December 16, 2017
When you have truly attained the realization of emptiness, you will be like Milarepa or Guru Rinpoche, who were unaffected by the heat of summer or the cold of winter, and who could not be burned by fire or drowned in water. In emptiness there is neither pain nor suffering. We, on the other hand, have not understood the empty nature of the mind and so, when bitten by even a small insect, we think, ‘Ouch! I’ve been bitten. It hurts!’ or, when someone says something unkind, we get angry. That is a sign that we have not realized the mind’s empty nature.
~ Dilgo Khyentse Rinpoche
The Buddha taught the four Noble Truths : the existence of suffering, the causes of suffering. The cessation of suffering, and the path that leads to the cessation of suffering. He said, “In addition to the sufferings of birth, old age, sickness, and death, human beings endure other sufferings which they themselves create. Out of ignorance and false views, people say and do things that create suffering for themselves and others. Anger, hatred, suspicion, jealousy, and frustration cause suffering. All these arise from lack of awareness. People are caught in their suffering as if they were caught in a house on fire, and most of our suffering we create ourselves. You cannot find freedom by praying to some god. You must look deeply into your own mind and situation in order to uproot the false views which are the root of suffering. You must find the source of your suffering in order to understand the nature of suffering. Once you understand the nature of suffering, it can no longer bind you.
“If someone is angry with you, you can get angry back at him, but that only creates more suffering. If you follow the Way of Awareness, you will not react with anger. Instead, you will quiet your mind in order to discover why that person is angry at you. By looking deeply, you can uncover the causes that led to the person’s anger. If you see that you bear responsibility for angering the person, you will not become angry, but you will accept that your own misconduct has contributed towards creating his anger. If you are without blame, you can try to see why the person has misunderstood you. Then you can find the way to help him understand your true intentions. In this way, you will avoid causing more suffering to both yourself and other person.”
“Your majesty and honored guests! All suffering can be overcome by looking deeply into things. On the path of Awareness, we learn to follow our breath to maintain mindfulness. We follow the precepts in order to build concentration and attain understanding. The precepts are principles of living which foster peace and joy. Practicing the precepts, our ability to concentrate develops, and we are able to live with greater awareness and mindfulness. Mindfulness nurtures the capacity to illuminate the true nature of our mind and our environment. With that illumination comes understanding.
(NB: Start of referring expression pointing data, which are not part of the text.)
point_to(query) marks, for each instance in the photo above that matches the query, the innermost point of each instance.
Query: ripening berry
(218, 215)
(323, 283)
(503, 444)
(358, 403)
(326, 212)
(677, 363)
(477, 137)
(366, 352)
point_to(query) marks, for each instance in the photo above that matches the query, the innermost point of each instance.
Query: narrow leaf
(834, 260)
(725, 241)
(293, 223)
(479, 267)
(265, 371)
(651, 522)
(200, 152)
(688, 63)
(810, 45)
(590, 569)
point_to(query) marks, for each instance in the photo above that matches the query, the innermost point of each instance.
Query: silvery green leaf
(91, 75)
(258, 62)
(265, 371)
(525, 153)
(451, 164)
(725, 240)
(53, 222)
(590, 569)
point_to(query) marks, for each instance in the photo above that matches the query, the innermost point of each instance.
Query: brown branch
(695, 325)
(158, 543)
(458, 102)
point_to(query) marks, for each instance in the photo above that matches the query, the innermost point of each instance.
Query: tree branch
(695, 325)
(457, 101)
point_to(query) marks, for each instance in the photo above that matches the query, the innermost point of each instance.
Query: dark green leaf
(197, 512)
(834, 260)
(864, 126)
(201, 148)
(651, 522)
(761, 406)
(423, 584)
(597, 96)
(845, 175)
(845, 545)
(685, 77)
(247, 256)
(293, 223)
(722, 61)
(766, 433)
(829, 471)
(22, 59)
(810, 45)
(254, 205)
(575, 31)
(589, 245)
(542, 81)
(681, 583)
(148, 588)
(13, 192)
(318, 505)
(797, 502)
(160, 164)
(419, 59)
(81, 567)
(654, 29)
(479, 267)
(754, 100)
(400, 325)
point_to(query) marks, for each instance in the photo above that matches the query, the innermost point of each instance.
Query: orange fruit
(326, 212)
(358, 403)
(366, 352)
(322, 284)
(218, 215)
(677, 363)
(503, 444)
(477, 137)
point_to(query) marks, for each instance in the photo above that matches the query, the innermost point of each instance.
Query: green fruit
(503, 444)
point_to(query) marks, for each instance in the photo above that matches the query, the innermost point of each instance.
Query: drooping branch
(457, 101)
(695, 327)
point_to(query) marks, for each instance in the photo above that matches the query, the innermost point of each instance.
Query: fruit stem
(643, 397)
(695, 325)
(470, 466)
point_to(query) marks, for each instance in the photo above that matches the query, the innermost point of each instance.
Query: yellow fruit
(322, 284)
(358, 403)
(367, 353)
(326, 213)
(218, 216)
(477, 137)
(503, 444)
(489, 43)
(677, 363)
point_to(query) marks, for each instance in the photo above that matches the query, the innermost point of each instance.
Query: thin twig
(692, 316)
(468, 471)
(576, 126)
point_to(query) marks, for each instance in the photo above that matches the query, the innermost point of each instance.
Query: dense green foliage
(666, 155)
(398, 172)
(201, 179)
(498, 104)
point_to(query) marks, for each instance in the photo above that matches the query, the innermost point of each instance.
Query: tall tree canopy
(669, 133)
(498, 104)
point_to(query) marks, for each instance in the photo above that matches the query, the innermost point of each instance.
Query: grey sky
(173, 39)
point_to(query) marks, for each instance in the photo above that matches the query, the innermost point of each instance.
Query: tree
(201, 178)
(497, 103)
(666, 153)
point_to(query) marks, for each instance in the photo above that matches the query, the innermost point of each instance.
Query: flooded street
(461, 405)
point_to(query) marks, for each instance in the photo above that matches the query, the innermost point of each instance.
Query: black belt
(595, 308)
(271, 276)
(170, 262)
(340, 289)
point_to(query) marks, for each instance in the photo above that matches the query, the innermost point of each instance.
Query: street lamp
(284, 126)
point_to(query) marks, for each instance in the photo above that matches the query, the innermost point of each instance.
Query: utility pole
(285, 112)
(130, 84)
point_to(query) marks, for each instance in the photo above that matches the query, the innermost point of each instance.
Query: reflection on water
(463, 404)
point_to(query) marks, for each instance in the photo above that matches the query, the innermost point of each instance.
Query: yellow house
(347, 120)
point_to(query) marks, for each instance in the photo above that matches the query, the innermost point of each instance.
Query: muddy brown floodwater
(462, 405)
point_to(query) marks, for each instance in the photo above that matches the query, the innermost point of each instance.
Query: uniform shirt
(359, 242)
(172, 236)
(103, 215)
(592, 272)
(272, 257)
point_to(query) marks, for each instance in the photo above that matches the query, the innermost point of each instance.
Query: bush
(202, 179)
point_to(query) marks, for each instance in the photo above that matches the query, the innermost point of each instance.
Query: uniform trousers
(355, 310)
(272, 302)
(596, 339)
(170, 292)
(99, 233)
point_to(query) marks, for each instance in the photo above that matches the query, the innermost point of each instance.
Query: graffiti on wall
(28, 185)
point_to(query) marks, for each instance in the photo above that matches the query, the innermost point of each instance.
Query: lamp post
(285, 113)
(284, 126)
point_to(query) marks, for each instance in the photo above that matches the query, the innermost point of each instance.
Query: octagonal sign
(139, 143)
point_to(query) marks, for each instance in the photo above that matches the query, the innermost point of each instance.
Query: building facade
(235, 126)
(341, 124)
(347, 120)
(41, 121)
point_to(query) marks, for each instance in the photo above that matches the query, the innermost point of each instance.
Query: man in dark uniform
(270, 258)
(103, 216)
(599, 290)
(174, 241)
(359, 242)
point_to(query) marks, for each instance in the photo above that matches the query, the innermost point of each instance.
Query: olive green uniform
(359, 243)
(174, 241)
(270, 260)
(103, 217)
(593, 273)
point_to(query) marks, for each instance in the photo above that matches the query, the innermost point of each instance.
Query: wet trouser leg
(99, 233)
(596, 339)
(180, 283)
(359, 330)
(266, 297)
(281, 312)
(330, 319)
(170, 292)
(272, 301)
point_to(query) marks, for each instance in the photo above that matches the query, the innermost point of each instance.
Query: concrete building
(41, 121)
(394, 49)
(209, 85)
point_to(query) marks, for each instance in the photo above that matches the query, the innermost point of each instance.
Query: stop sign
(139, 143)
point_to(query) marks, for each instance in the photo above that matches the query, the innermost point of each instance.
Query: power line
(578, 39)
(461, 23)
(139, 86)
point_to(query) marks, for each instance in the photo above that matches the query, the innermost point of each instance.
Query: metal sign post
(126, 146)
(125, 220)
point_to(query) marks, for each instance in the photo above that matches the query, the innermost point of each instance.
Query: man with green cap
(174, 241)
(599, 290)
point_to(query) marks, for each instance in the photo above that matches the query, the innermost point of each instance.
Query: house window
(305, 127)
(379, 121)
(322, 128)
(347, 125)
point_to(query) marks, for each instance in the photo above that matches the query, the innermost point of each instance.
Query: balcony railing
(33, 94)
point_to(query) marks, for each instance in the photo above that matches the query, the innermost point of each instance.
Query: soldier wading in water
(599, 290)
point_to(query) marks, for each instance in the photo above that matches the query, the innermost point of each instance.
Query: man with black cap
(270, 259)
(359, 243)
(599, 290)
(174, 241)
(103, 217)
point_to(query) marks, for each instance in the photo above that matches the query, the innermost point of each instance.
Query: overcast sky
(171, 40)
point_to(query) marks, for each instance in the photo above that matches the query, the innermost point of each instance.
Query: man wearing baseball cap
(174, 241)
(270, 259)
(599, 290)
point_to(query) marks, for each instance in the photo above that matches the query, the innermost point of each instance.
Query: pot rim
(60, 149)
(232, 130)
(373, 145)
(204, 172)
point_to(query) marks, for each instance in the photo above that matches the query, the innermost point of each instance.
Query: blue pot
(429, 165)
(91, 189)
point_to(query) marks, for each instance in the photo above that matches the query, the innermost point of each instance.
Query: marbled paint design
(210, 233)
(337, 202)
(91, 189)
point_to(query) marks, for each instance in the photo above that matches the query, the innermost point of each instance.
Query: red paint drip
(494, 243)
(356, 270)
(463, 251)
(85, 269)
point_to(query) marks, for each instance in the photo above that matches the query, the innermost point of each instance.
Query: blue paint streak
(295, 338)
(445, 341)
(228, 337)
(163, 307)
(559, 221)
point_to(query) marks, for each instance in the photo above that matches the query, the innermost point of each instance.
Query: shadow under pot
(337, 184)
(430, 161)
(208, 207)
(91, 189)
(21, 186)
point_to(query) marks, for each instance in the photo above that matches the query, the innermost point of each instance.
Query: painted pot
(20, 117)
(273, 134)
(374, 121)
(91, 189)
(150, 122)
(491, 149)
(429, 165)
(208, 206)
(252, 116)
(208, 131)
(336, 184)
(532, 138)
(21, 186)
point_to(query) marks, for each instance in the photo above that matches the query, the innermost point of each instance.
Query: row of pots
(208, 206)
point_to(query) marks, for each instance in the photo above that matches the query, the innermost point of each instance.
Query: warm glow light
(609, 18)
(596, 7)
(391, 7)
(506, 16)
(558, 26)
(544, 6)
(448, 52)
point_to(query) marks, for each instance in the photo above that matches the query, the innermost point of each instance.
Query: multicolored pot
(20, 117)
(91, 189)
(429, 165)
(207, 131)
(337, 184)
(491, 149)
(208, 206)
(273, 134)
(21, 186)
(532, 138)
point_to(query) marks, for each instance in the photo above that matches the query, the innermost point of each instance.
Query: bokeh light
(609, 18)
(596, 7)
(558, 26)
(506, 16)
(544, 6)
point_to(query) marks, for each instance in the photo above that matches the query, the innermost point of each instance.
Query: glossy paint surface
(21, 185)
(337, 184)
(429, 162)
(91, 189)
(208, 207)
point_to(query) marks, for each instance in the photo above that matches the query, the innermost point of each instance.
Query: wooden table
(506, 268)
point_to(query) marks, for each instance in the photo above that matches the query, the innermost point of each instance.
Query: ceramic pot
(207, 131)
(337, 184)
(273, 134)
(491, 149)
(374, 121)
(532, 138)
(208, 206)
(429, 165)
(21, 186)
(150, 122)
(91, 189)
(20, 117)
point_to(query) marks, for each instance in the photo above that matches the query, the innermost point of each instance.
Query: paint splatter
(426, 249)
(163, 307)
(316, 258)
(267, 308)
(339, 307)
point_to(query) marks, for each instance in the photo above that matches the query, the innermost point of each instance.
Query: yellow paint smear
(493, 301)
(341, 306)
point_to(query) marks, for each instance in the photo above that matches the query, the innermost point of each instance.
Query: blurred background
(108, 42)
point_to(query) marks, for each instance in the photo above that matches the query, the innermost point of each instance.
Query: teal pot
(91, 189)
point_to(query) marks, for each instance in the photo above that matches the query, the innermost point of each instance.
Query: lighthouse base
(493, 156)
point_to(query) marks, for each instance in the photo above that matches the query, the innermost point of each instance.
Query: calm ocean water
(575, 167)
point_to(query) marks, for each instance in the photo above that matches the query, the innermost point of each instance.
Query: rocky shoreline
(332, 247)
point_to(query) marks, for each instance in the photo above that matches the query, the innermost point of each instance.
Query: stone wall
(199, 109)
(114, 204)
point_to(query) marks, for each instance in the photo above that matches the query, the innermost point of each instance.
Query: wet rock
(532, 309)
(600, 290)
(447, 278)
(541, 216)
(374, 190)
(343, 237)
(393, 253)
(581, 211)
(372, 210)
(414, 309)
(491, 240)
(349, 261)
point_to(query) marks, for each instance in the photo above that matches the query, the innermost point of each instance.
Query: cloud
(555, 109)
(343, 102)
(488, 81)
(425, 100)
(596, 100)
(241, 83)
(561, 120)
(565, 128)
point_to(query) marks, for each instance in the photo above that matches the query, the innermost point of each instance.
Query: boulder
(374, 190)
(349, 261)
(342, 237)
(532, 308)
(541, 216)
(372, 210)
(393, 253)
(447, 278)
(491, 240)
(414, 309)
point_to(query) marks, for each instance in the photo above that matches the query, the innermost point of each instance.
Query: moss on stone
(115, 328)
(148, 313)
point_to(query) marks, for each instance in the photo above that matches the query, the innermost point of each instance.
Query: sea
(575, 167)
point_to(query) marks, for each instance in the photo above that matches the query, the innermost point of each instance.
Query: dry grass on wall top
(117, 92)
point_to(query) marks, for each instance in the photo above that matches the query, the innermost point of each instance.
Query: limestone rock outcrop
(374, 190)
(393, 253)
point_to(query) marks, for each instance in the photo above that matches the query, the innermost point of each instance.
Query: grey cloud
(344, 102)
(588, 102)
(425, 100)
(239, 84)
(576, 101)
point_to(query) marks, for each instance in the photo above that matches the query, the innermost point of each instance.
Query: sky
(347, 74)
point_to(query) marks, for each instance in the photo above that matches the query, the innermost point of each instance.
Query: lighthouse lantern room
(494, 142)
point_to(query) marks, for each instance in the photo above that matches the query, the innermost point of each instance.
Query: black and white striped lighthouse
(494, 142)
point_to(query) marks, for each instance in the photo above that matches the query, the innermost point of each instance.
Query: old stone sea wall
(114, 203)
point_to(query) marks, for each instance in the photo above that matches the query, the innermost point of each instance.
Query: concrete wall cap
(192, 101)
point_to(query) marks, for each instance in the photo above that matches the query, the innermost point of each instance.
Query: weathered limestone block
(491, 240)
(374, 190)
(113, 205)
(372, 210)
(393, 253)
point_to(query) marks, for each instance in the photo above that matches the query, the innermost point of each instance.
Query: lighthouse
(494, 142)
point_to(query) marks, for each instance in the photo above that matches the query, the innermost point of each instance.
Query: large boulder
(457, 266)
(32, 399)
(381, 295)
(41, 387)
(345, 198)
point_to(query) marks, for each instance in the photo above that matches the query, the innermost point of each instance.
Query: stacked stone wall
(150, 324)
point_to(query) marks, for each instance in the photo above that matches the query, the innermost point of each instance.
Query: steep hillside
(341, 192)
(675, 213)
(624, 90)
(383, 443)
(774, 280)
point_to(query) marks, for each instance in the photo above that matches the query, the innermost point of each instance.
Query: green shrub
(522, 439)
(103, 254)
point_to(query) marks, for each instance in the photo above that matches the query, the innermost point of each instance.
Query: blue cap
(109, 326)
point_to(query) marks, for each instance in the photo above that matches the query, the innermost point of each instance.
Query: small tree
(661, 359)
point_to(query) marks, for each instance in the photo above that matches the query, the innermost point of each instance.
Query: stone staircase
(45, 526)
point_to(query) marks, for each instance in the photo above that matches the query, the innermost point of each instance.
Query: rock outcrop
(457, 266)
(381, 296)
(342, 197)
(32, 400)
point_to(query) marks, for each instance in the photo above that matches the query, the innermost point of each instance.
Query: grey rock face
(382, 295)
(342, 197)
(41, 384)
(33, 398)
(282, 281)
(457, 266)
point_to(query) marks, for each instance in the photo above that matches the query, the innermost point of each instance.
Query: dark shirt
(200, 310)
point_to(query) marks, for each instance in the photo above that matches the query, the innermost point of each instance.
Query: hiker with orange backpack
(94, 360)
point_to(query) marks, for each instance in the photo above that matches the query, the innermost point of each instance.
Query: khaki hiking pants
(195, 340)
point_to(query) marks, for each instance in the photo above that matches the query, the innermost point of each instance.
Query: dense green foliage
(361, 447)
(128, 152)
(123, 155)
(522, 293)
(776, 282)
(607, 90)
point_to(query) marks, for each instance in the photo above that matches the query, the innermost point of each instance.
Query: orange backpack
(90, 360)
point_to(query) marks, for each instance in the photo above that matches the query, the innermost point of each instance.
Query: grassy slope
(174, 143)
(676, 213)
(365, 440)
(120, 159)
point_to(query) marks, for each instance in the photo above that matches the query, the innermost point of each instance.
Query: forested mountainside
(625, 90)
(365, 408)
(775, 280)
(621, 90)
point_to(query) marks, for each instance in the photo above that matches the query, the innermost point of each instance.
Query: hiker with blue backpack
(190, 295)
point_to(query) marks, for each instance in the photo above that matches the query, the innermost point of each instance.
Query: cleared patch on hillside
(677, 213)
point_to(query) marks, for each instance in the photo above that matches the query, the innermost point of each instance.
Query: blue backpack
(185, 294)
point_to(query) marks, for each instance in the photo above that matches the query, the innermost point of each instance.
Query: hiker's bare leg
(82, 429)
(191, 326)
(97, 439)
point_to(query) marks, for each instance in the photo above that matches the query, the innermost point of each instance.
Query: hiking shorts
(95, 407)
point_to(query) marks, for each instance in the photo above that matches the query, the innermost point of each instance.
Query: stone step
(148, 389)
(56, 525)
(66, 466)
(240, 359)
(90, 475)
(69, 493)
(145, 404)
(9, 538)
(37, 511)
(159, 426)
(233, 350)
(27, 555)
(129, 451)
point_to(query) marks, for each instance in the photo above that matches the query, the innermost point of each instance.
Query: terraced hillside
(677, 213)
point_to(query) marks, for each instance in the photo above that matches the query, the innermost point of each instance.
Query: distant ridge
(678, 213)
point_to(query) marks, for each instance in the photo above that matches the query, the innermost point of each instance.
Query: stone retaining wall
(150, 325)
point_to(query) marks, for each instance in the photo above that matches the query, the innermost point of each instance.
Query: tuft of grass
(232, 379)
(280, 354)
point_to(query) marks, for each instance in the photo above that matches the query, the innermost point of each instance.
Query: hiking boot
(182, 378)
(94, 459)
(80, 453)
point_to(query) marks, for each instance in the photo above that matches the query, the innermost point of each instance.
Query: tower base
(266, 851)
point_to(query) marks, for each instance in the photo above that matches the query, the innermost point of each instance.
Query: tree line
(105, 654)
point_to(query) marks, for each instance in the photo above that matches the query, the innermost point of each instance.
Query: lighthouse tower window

“Only with understanding can we love. All suffering is overcome when we attain understanding. The path of true liberation is the path of understanding. Understanding is prajna. Such understanding can only come from looking deeply into the true nature of things. The path of precepts, concentration, and understanding is the path which leads to liberation.”
The Buddha paused for a moment and then smiled before continuing to speak. “But suffering is only one face of life. Life has another face, the face of wonder. If we can see that face of life, we will have happiness, peace, and joy. When our heart are unfettered, we can make direct contact with the wonders of life. When we have truly grasped the truth of impermanence, emptiness of self, and dependent co-arising, we see how wondrous our own hearts and minds are. We see how wonderful our bodies, the branches of violet bamboo, the golden chrysanthemums, the clear stream, and the radiant moon are.
“Because we imprison ourselves in our suffering, we lose the the ability to experience the wonders of life. When we can break through ignorance, we discover the vast realm of peace, joy, liberation, and nirvana. Nirvana is the uprooting of ignorance, greed, and anger. It is the appearance of peace, joy and freedom. Honored guests, take time to look at a clear stream or a ray of early morning sunshine. Can you experience peace, joy and freedom? If you are still locked in the prison of sorrow and anxiety, you will be unable to experience the wonders of the universe which include your own breath, body, and mind. The path I have discovered leads to transcending sorrow and anxiety by looking deeply into their true nature. I have shared this path with many others and they, too, have succeeded in discovering it for themselves.”
– from ‘Old Path White Clouds’ by Thich Naht Hanh
The root of all happiness is the mind; the root of all suffering is the mind. The root of all afflictions and the root of all faith, devotion, love and compassion come down to the mind. If we know the nature of our mind, we can make use of the great treasure and eventually gain perfect happiness and the ultimate result of liberation and omniscience.